You can’t just separate the good from the bad in a person. That’s what makes things so confusing. But I like to remember the good because it lets me know what I do want. I’m pretty certain I know what I don’t.
- He was funny. He had jokes. And he wanted me to know them. They were always corny, but they conveyed that he wanted to make me feel good and at ease.
- He had thousands books that he loved for the ideas inside them. Sometimes the colors. He gave me a pair of red/blue lenses glasses that feel trippy to see through.
- He had music that moved him. Like, really moved him.
- In those early morning hours that only intimate lovers know as exhaustion and joy, his voice became smooth and assured and his warmth filled the room like aerosolized dopamine. He felt like the personification of safety.
- When I laid in the crook of his arm, and he had to cough (lingering coughs being winter’s biggest accessory), he’d place his hand on my head and squeeze it just enough so I didn’t bounce off his frame.
- He had this eye for beauty that I have rarely, if ever, seen. Every thing he did was deliberate and with intention of functionality and beauty down to the tiniest details.
- He’d stare at me when I talked…about anything, really…and I’d catch on that he was besotted with me.
- When we were in public, he wasn’t overwhelming with PDA (I’m not a fan) but he would very lightly touch me…on my head, my shoulder, my arm, my leg…as a cariño…a discreet show of affection.
- He learned what snacks I preferred and got them for me. It showed he paid attention.
- He listened to my stories. He liked them.
- When he said “thank you,” you felt his actual gratitude.

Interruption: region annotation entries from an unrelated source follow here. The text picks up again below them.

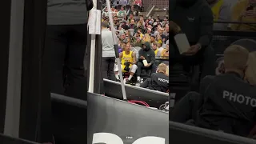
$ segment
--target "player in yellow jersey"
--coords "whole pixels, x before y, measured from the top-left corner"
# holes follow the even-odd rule
[[[121,58],[121,67],[122,67],[122,72],[129,72],[130,75],[128,78],[126,78],[124,82],[129,83],[130,79],[134,75],[138,66],[135,65],[136,59],[135,59],[135,53],[134,53],[132,50],[130,50],[130,45],[126,44],[125,46],[125,49],[122,52],[119,54],[119,57]],[[115,72],[115,77],[118,80],[119,80],[119,75],[118,75],[118,68],[116,66],[114,69]]]

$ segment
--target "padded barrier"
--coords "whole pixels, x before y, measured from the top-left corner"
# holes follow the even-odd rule
[[[26,141],[24,139],[9,137],[6,135],[3,135],[2,134],[0,134],[0,143],[1,144],[39,144],[39,143]]]
[[[51,101],[56,143],[86,143],[87,102],[56,94]]]
[[[169,122],[169,138],[172,144],[255,144],[256,141],[222,132]]]
[[[135,144],[138,138],[152,136],[165,139],[154,144],[169,144],[168,113],[91,93],[88,103],[88,144],[94,135],[93,143]]]
[[[125,85],[128,100],[144,101],[151,107],[159,108],[169,101],[169,94],[155,91],[142,87]],[[121,83],[104,79],[105,95],[122,100]]]

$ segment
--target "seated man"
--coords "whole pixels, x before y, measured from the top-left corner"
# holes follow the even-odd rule
[[[150,42],[146,42],[142,45],[142,48],[138,51],[138,62],[137,63],[137,80],[138,83],[142,83],[141,74],[142,69],[154,70],[155,54],[151,49]]]
[[[130,45],[126,44],[125,46],[124,51],[119,54],[119,57],[121,58],[121,68],[122,72],[129,72],[130,75],[129,78],[124,79],[125,83],[130,83],[130,79],[134,75],[137,70],[137,66],[135,65],[135,53],[130,50]],[[119,74],[118,74],[118,67],[116,66],[114,68],[115,78],[117,80],[120,80]]]
[[[151,78],[146,78],[140,86],[164,93],[167,92],[169,89],[169,77],[166,76],[166,70],[167,66],[161,63],[158,66],[157,73],[153,73]]]
[[[156,57],[160,57],[161,53],[159,51],[159,49],[158,47],[158,44],[157,43],[152,43],[152,49],[154,52],[154,54]]]
[[[170,120],[247,136],[256,120],[256,89],[244,81],[248,50],[230,46],[224,52],[225,74],[202,79],[200,94],[189,93],[170,114]]]

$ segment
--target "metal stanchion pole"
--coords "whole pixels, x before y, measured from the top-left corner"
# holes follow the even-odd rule
[[[106,0],[106,6],[107,6],[107,10],[108,10],[108,14],[109,14],[110,23],[110,27],[111,27],[111,31],[112,31],[112,35],[113,35],[113,39],[114,39],[114,51],[115,51],[115,57],[116,57],[116,60],[117,60],[118,66],[118,70],[119,70],[118,73],[120,75],[122,97],[123,97],[124,100],[127,100],[125,84],[123,82],[122,73],[121,70],[122,69],[121,69],[121,59],[119,58],[119,53],[118,53],[118,42],[117,35],[115,34],[115,29],[114,27],[114,22],[113,22],[114,21],[113,21],[112,13],[110,13],[110,11],[112,11],[112,10],[110,8],[110,0]]]

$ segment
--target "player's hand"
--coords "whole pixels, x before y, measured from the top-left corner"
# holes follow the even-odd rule
[[[190,48],[185,53],[183,53],[184,55],[194,55],[198,52],[200,50],[200,45],[193,45],[190,46]]]
[[[151,66],[151,63],[149,63],[148,65],[146,65],[145,67],[150,67]]]

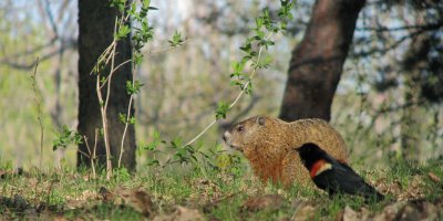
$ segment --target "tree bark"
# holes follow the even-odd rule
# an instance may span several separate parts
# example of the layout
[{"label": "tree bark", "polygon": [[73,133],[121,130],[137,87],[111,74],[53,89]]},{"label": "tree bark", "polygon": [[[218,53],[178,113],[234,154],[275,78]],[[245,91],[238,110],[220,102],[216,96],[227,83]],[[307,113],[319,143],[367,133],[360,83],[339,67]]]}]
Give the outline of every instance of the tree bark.
[{"label": "tree bark", "polygon": [[331,118],[331,104],[364,0],[317,0],[292,51],[280,118]]},{"label": "tree bark", "polygon": [[[79,127],[78,131],[87,137],[91,151],[94,147],[95,130],[103,128],[100,104],[96,94],[96,75],[91,71],[100,54],[112,43],[114,38],[114,23],[119,14],[117,10],[110,7],[109,0],[79,0]],[[131,39],[127,36],[117,42],[115,65],[132,59]],[[110,69],[101,73],[107,76]],[[117,166],[121,151],[121,141],[125,125],[119,120],[120,113],[127,113],[130,95],[126,93],[126,81],[132,81],[131,62],[123,65],[113,74],[110,102],[107,106],[107,122],[110,146],[113,166]],[[102,90],[103,97],[106,86]],[[131,116],[134,107],[131,106]],[[135,130],[130,125],[124,141],[122,165],[130,170],[135,169]],[[79,149],[89,152],[85,144],[79,145]],[[103,136],[100,136],[96,146],[99,167],[105,166],[105,147]],[[78,154],[78,167],[91,166],[90,159]]]}]

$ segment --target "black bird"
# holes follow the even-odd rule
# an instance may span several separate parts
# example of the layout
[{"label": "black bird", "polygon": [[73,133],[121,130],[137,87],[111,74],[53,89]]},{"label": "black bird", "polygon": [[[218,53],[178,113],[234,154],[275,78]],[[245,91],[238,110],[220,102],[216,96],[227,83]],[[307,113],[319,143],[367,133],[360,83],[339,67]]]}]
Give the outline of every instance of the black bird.
[{"label": "black bird", "polygon": [[319,146],[308,143],[297,148],[305,167],[309,170],[312,181],[330,196],[338,192],[359,194],[365,200],[381,201],[384,196],[368,185],[352,168],[337,161]]}]

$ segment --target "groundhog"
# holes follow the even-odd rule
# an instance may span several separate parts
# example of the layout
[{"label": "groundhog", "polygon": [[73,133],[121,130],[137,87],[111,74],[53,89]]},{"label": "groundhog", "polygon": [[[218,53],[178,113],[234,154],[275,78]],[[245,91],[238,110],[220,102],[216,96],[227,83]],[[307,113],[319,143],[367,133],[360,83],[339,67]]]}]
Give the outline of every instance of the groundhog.
[{"label": "groundhog", "polygon": [[233,125],[223,138],[241,151],[261,181],[290,187],[293,182],[312,186],[308,170],[295,148],[315,143],[337,160],[348,162],[343,138],[322,119],[300,119],[291,123],[256,116]]}]

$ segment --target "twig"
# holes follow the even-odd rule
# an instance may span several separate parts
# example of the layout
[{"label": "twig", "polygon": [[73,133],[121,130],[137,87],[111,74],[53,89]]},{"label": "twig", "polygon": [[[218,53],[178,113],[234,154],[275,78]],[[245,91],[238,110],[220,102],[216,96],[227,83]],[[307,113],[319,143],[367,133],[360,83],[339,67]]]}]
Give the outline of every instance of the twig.
[{"label": "twig", "polygon": [[[266,41],[269,40],[272,36],[274,32],[271,32],[267,38]],[[258,55],[257,55],[257,63],[260,61],[261,57],[261,53],[262,53],[262,49],[264,46],[261,45],[260,49],[258,50]],[[249,80],[245,83],[245,85],[243,86],[243,88],[247,88],[250,84],[250,82],[253,81],[254,76],[257,73],[258,67],[254,67],[253,72],[249,75]],[[245,94],[245,90],[241,90],[237,97],[234,99],[233,103],[230,103],[229,105],[229,109],[231,109],[237,103],[238,101],[241,98],[241,96]],[[195,140],[197,140],[198,138],[200,138],[210,127],[213,127],[213,125],[217,122],[218,119],[214,119],[212,123],[209,123],[205,129],[203,129],[197,136],[195,136],[193,139],[190,139],[188,143],[186,143],[186,145],[182,146],[182,148],[192,145],[193,143],[195,143]]]},{"label": "twig", "polygon": [[[132,81],[132,84],[134,85],[134,80]],[[126,137],[127,126],[130,125],[128,122],[130,122],[130,118],[131,118],[131,106],[132,106],[132,101],[133,101],[133,98],[134,98],[134,95],[131,94],[130,104],[127,105],[127,114],[126,114],[125,128],[124,128],[124,130],[123,130],[122,144],[121,144],[121,146],[120,146],[119,168],[120,168],[121,165],[122,165],[122,156],[123,156],[123,151],[124,151],[123,146],[124,146],[124,139],[125,139],[125,137]]]},{"label": "twig", "polygon": [[31,76],[32,78],[32,88],[34,91],[34,101],[35,101],[35,105],[37,105],[37,113],[38,113],[38,117],[37,119],[39,120],[39,125],[40,125],[40,162],[39,162],[39,168],[41,170],[42,168],[42,161],[43,161],[43,138],[44,138],[44,126],[43,126],[43,122],[42,122],[42,107],[41,107],[41,103],[39,99],[39,95],[40,94],[37,90],[37,67],[39,66],[39,57],[37,57],[35,64],[34,64],[34,72]]}]

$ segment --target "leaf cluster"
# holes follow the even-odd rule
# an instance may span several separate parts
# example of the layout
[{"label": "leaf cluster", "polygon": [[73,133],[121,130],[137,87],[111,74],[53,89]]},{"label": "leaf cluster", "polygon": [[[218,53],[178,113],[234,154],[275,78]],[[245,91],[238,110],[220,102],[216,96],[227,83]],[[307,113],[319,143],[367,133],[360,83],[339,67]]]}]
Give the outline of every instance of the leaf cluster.
[{"label": "leaf cluster", "polygon": [[52,149],[56,150],[60,147],[66,148],[69,145],[83,144],[82,136],[73,129],[70,129],[68,125],[63,125],[62,131],[55,134]]}]

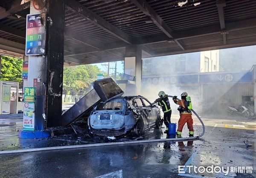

- He knew, completely intuitively, how I needed to be touched. From the very first night. You don’t know how rare that is to meet a stranger who feels like home to you in the best way. And you sink deeper and deeper like meditating under a heated blanket. Like drinking a thick broth that fills your belly and allows you to radiate warmth.
- He was eager to learn. And though it always took him longer to catch on with the emotional things, his mind was on fire. We could riff because our brains worked so similarly. We just understood each other. We were two halves of the same intellect.
And for all this, I could not stay. I had to get out because his damage had turned him into something combustible and bitter.
He was built for giant, beautiful creativity. But no one figured him out early enough to channel him and teach him how to deal with this neurotypical world. It wasn’t that he was broken. It was the world that was broken and he could not transcend its brokenness.
I’m glad to have known him. He was a lesson I needed to learn. He was the part of the ever-mounting evidence that I need to push harder to get results with autism awareness. If someone had gotten to him early enough…he could have been a wonder of the world.
I miss him profoundly. But I do not want to see him. It doesn’t matter how good it could be. I know what I am not willing to compromise. That is another gift of the experience. I said “enough” before I knew I was capable of meaning it, and then I stuck to my resolution. I am stronger than I knew before I met him.